If you can’t measure it you can’t manage it – so the mantra goes.

As Philip Hammond gets ready to deliver his budget speech, I’m reminded of that phrase, which I myself have used on occasion in order to justify gathering more data in business in order to be able to make decisions.

You can see the appeal of it. When you need to manage something, your instinct is to find out as much about it as you can first.

Then after you’ve instigated some changes you want to know how it’s gone so you go about getting some new measurements and probably do a comparison.

It’s in that vein that the Office for Budget Responsibility does its thing and produces a whole load of numbers and statistics for government, opposition and the media to pore over at budget time.

Some of the figures have already been trailed and leaked so that we have a sneak preview of the kinds of policies and decisions that the Chancellor will talk about.

It’s the usual politics. Can spending be increased (because that’s seen as the politically acceptable thing to do) and will the deficit be narrowed further so that the Tory party can somehow hang it’s hat on “austerity” as being a necessary evil?

It’s all about the numbers and it’s all about whether those numbers give Spreadsheet Phil the room he wants to either spend money on things or change tax policy.

MPs on the right of the Conservative party have lined up saying cut taxes, and those on the so called centre ground talk of increasing “investment”, meaning spend, spend, spend.

But they all do it based on the OBR forecasts and measurements of the economy.

Now I could start talking about the futility of “forecasts” and even try to do a study of how wrong they always are. I could also invoke the Heisenberg Uncertainty Principle: whatever you study, you change.

But actually, I’m reminded of economic hero Sir John Cowperthwaite, the financial secretary of Hong Kong in the 1960s, who was in a large part responsible for the economic miracle of this tiny colony, turning it into the powerhouse it is today while rocketing up the global league tables of wealth.

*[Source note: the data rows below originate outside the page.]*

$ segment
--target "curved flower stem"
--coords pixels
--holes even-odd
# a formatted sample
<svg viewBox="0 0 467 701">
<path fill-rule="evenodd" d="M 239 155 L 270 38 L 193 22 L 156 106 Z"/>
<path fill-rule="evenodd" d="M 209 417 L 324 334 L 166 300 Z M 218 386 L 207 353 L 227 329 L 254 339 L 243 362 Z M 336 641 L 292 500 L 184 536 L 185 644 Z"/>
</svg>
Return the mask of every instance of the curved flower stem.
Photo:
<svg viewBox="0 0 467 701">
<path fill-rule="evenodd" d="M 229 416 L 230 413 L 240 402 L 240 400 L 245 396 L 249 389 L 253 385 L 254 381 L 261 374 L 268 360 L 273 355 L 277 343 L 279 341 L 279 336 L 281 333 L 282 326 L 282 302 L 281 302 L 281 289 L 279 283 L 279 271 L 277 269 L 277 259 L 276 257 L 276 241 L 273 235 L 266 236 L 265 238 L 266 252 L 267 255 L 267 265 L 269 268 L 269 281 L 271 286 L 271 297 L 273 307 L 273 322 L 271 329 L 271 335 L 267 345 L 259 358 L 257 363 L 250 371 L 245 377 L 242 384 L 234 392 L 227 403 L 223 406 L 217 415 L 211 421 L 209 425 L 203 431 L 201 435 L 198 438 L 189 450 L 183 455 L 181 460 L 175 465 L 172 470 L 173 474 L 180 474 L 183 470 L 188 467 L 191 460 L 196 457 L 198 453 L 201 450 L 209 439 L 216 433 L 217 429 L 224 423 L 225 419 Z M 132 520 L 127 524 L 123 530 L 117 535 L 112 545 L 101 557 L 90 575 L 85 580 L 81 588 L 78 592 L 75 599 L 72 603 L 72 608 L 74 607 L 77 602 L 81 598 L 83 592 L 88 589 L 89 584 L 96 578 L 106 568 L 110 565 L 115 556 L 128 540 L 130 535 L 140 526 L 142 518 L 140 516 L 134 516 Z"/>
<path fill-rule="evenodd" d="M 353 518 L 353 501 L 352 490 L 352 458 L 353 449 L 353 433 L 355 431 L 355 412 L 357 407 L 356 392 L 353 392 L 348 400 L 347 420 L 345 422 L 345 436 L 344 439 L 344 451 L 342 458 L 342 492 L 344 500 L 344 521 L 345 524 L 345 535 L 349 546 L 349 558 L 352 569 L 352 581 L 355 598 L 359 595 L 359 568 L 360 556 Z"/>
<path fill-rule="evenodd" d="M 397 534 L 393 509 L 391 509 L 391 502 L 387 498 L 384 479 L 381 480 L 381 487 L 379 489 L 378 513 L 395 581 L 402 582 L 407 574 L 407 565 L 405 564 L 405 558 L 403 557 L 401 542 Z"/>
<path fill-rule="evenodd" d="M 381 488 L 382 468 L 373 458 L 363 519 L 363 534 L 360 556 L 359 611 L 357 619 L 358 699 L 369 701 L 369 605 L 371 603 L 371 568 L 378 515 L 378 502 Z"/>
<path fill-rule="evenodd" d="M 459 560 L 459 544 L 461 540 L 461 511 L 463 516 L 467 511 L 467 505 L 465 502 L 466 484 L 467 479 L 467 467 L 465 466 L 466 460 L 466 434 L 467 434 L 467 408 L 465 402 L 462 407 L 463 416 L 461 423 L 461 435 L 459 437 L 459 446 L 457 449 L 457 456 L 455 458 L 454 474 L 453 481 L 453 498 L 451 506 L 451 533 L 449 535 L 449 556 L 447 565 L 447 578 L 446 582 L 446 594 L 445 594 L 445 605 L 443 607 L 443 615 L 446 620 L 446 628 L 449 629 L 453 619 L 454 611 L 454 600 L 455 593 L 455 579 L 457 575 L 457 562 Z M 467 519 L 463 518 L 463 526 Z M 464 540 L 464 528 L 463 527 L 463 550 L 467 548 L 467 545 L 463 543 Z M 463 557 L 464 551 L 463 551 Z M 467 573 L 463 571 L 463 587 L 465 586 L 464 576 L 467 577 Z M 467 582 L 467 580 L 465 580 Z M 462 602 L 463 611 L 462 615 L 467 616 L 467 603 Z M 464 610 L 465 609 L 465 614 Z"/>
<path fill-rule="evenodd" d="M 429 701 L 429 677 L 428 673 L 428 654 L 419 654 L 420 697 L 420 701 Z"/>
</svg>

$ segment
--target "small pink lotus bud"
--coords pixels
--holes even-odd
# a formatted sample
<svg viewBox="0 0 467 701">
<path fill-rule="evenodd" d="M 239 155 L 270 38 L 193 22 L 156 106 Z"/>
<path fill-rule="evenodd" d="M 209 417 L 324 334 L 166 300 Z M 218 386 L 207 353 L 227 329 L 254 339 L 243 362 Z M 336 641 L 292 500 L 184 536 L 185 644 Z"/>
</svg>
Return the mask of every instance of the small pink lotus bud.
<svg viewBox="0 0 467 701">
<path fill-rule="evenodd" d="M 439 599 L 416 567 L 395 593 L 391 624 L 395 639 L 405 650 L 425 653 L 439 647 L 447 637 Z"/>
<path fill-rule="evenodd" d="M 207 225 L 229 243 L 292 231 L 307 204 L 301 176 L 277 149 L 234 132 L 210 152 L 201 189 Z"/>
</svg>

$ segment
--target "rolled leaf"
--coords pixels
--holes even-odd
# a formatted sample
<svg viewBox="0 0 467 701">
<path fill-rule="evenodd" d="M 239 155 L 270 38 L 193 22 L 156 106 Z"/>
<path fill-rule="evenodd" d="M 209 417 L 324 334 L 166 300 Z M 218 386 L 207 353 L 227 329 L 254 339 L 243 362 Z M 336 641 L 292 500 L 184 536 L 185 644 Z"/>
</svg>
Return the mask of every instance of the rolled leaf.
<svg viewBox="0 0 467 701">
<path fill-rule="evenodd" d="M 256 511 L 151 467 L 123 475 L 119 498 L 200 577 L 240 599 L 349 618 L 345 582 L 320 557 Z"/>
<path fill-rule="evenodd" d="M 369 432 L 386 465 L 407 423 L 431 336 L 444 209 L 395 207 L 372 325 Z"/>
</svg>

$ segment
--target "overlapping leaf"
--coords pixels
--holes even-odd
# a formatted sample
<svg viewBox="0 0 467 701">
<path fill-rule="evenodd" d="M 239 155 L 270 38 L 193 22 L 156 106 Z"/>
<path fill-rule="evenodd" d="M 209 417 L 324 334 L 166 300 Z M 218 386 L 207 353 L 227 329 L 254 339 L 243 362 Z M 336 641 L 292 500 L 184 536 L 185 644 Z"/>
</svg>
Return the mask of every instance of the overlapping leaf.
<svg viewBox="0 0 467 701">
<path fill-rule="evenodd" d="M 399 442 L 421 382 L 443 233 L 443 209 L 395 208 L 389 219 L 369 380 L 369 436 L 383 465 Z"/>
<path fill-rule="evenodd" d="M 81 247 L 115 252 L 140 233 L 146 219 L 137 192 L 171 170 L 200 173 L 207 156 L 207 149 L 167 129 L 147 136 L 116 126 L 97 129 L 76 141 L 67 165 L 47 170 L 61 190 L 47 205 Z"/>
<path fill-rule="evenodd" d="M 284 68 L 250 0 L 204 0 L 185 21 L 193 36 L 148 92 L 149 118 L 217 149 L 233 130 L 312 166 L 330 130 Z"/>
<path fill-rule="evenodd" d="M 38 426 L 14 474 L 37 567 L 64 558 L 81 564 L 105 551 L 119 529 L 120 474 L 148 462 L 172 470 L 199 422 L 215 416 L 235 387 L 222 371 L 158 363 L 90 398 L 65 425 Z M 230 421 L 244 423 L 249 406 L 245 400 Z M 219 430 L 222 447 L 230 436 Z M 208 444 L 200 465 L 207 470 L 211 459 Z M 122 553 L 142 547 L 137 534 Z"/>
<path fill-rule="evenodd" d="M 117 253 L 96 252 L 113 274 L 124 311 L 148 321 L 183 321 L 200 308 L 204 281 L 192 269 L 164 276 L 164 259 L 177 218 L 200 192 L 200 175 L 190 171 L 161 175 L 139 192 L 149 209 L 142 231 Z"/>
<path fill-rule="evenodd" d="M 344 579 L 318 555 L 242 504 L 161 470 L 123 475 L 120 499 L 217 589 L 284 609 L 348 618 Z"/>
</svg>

One of the things Cowperthwaite is famous for (other than the genius of positive non-interventionism) is refusing to collect macroeconomic statistics.

In his view the trouble with collecting figures, say the measuring of economic growth, then some idiot would want to try and control them.

He literally sent British government officials packing when they came from Whitehall to insist on the data collection.

His view was that you should just do what’s right to encourage growth and that other good effects would follow on.

That more money in people’s pockets would mean higher living standards all round.

Now we all know that the major political parties in the UK all have statist policies (although some are obviously worse than others).

But I think I’ve found a similarity between how Cowperthwaite treated the numbers and Corbyn-led Labour.

No I haven’t gone mad, and no, Corbyn hasn’t suddenly started espousing small state, low tax, free market economics like Cowperthwaite.

But what him and his cohort do have in common is that they so don’t care about the numbers. Oh they will use them today to try and bash the Conservative party to paint them as being bad at government and bad for the country. But that’s just politics as usual.

If Jeremy Corbyn and the socialist left come to power then they will act entirely without care for the numbers.

They might invent some forecasts of their own of course or rely on some “economists” they like so as to support their policies. But in truth they are acting on ideology. They BELIEVE they are right and so act because they know that they are on the right track. Regardless of what the evidence may ever articulate.

But this is what the other side is lacking. Ideology is gone. Replaced by what George Osborne calls “wise government intervention”.

Sir John Cowperthwaite believed in something. It happened to be economic freedom and non-interventionism. It was also massively successful, unlike the catastrophic policies of socialism in everywhere it’s been tried.

But he didn’t let the numbers get in the way. He chose not to measure and also not to manage.

It’s time for ideology again and it’s time to for someone to articulate positive non-interventionism. Something tells me Philip Hammond isn’t going to do that in his speech.